Factors influencing estimates of HIV-1 infection timing using BEAST.

  • Bethany Dearlove,
  • Sodsai Tovanabutra,
  • Christopher L Owen,
  • Eric Lewitus,
  • Yifan Li,
  • Eric Sanders-Buell,
  • Meera Bose,
  • Anne-Marie O'Sullivan,
  • Gustavo Kijak,
  • Shana Miller,
  • Kultida Poltavee,
  • Jenica Lee,
  • Lydia Bonar,
  • Elizabeth Harbolick,
  • Bahar Ahani,
  • Phuc Pham,
  • Hannah Kibuuka,
  • Lucas Maganga,
  • Sorachai Nitayaphan,
  • Fred K Sawe,
  • Jerome H Kim,
  • Leigh Anne Eller,
  • Sandhya Vasan,
  • Robert Gramzinski,
  • Nelson L Michael,
  • Merlin L Robb,
  • Morgane Rolland,
  • RV217 Study Team

DOI
https://doi.org/10.1371/journal.pcbi.1008537
Journal volume & issue
Vol. 17, no. 2
p. e1008537

Abstract

Read online

While large datasets of HIV-1 sequences are increasingly being generated, many studies rely on a single gene or fragment of the genome and few comparative studies across genes have been done. We performed genome-based and gene-specific Bayesian phylogenetic analyses to investigate how certain factors impact estimates of the infection dates in an acute HIV-1 infection cohort, RV217. In this cohort, HIV-1 diagnosis corresponded to the first RNA positive test and occurred a median of four days after the last negative test, allowing us to compare timing estimates using BEAST to a narrow window of infection. We analyzed HIV-1 sequences sampled one week, one month and six months after HIV-1 diagnosis in 39 individuals. We found that shared diversity and temporal signal was limited in acute infection, and insufficient to allow timing inferences in the shortest HIV-1 genes, thus dated phylogenies were primarily analyzed for env, gag, pol and near full-length genomes. There was no one best-fitting model across participants and genes, though relaxed molecular clocks (73% of best-fitting models) and the Bayesian skyline (49%) tended to be favored. For infections with single founders, the infection date was estimated to be around one week pre-diagnosis for env (IQR: 3-9 days) and gag (IQR: 5-9 days), whilst the genome placed it at a median of 10 days (IQR: 4-19). Multiply-founded infections proved problematic to date.

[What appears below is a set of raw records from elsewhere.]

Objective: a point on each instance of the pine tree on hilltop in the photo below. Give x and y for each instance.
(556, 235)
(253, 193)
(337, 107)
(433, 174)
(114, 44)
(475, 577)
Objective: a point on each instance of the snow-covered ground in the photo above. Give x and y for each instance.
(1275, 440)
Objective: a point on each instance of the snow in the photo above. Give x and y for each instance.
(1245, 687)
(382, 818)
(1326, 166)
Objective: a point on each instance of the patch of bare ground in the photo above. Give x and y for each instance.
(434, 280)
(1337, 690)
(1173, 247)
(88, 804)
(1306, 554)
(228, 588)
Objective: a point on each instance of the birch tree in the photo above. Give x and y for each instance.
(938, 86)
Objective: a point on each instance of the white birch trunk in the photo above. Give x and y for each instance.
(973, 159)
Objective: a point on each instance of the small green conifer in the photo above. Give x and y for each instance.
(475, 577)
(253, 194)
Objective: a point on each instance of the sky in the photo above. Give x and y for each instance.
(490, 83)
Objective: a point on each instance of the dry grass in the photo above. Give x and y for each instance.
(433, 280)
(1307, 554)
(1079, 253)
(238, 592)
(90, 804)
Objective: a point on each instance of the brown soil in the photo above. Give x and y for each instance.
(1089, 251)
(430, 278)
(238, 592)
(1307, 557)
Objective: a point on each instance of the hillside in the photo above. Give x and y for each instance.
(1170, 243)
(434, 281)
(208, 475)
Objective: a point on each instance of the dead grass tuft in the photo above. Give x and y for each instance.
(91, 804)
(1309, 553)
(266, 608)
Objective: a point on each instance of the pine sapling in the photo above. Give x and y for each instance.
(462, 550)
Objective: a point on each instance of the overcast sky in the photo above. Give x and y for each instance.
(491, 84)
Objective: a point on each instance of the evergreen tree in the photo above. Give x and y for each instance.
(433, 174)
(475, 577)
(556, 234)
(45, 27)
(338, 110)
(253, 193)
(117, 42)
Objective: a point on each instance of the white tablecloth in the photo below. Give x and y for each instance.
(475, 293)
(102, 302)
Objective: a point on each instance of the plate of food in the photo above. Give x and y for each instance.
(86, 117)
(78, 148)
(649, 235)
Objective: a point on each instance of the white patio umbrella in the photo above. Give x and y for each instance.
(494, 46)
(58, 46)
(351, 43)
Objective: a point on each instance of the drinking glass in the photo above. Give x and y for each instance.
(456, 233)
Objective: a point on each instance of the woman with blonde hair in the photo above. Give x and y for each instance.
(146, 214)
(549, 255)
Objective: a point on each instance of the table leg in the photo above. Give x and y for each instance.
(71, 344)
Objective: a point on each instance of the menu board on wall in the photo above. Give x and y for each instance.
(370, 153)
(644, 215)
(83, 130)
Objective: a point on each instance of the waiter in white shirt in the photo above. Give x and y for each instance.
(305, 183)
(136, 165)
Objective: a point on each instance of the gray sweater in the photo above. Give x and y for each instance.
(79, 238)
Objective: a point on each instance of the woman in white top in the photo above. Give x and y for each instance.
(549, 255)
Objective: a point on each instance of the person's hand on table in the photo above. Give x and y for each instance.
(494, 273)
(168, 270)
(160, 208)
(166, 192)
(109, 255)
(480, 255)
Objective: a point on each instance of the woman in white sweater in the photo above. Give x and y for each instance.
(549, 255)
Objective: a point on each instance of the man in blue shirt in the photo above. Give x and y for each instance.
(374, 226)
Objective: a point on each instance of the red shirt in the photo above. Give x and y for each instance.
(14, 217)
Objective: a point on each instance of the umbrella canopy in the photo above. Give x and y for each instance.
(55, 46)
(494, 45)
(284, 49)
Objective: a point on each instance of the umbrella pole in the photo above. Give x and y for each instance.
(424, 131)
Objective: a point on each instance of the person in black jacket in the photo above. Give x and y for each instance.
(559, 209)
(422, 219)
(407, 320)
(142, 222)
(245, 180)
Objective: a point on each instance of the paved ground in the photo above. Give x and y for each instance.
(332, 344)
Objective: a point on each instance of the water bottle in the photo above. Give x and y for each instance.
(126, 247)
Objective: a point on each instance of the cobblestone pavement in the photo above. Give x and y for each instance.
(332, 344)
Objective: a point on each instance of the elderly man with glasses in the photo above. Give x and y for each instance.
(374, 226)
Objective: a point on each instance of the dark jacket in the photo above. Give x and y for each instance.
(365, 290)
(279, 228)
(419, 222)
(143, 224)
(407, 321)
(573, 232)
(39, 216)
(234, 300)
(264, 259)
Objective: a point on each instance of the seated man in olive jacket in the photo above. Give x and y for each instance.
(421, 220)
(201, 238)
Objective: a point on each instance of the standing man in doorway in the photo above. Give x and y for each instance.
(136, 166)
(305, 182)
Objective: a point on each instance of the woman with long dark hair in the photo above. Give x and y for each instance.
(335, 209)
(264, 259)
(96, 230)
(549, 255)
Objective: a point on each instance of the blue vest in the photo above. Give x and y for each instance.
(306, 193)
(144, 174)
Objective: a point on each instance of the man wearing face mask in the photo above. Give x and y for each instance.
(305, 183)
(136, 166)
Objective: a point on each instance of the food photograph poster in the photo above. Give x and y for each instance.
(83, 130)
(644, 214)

Our ability to compare timing inferences to precise estimates of HIV-1 infection (within a week) highlights that molecular dating methods can be applied to within-host datasets from early infection. Nonetheless, our results also suggest caution when using uniform clock and population models or short genes with limited information content.